On February 2, 2011, Missouri unclaimed property reporting met new stipulations. The Legislature submitted a bill proposing a business-to-business exemption to its Missouri unclaimed property law.
The proposed law exempts any "intangible property due or owed by a business association to, or for the benefit of, another business association resulting from a transaction occurring in the normal and ordinary course of business" from escheatment.
Missouri Unclaimed Property Reporting Statute of Limitations
In addition to this stipulation, a statute of limitations is proposed. If enacted, this bill will prevent the state treasurer from enforcing the Unclaimed Property Act for a given reportable period more than three years after 1) the holder filed a report, or 2) the holder gave notice of a dispute under the Act. If no report is filed, there is no limitation on the Treasurer.

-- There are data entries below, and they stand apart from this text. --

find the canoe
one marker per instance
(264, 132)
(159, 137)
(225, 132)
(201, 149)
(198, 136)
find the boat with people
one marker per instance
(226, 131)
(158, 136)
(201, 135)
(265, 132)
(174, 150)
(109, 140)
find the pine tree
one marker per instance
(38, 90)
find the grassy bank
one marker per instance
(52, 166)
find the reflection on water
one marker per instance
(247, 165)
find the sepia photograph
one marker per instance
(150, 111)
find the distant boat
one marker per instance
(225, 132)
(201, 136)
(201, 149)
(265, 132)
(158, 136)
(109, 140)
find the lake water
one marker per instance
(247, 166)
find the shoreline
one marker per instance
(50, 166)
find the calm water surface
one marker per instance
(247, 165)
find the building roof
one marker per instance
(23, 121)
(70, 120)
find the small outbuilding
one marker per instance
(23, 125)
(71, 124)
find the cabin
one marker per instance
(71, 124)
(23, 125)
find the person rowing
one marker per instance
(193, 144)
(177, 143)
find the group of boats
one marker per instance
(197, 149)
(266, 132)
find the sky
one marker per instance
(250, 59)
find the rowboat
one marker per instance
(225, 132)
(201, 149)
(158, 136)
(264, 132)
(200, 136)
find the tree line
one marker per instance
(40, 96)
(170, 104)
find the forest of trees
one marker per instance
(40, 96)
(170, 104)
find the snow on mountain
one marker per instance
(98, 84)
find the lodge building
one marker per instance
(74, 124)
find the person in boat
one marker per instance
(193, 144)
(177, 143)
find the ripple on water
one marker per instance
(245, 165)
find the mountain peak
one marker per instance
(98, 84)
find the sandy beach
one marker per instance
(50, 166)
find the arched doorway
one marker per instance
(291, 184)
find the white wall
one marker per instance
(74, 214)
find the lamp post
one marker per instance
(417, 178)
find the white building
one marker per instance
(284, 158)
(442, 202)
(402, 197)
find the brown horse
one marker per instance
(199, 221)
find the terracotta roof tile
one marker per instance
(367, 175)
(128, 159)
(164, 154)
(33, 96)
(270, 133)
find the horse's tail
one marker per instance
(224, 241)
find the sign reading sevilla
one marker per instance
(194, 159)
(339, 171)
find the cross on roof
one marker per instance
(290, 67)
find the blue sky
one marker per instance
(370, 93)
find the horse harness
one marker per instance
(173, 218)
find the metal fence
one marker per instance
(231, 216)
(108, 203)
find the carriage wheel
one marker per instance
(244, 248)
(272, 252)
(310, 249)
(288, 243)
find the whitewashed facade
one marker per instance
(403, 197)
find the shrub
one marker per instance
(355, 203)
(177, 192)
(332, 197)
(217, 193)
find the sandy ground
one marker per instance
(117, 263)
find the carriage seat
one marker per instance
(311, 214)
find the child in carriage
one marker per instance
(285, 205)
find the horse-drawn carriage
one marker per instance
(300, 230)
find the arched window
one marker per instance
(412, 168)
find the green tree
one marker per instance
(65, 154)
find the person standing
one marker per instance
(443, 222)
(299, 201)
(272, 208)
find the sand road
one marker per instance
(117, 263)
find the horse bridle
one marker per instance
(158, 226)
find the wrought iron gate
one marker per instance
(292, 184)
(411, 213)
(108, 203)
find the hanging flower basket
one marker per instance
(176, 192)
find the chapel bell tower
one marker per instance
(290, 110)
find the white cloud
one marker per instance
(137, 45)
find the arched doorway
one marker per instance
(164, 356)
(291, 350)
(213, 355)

Like other unclaimed property regulations, when it comes to statutes of limitations, it varies by state. There are currently 18 states, including Missouri, who have no statute of limitation. Another 23 states have statutes of limitation that stretch to ten years and beyond. Should this bill pass, Missouri would join a very small group of seven states operating with statutes of limitation of five years or less. In fact, if Missouri’s proposal of a three-year statute of limitation passes, it will join Idaho, one of two states with the shortest statute of limitations in the country. This would be a huge benefit to holders submitting unclaimed property reporting in Missouri – as it will not only limit how far the state can go back into an organization’s records via an audit more than three years after a report, but it also will essentially cap how much an organization may owe in fines and penalties so long as they remain in compliance with the Missouri escheatment law.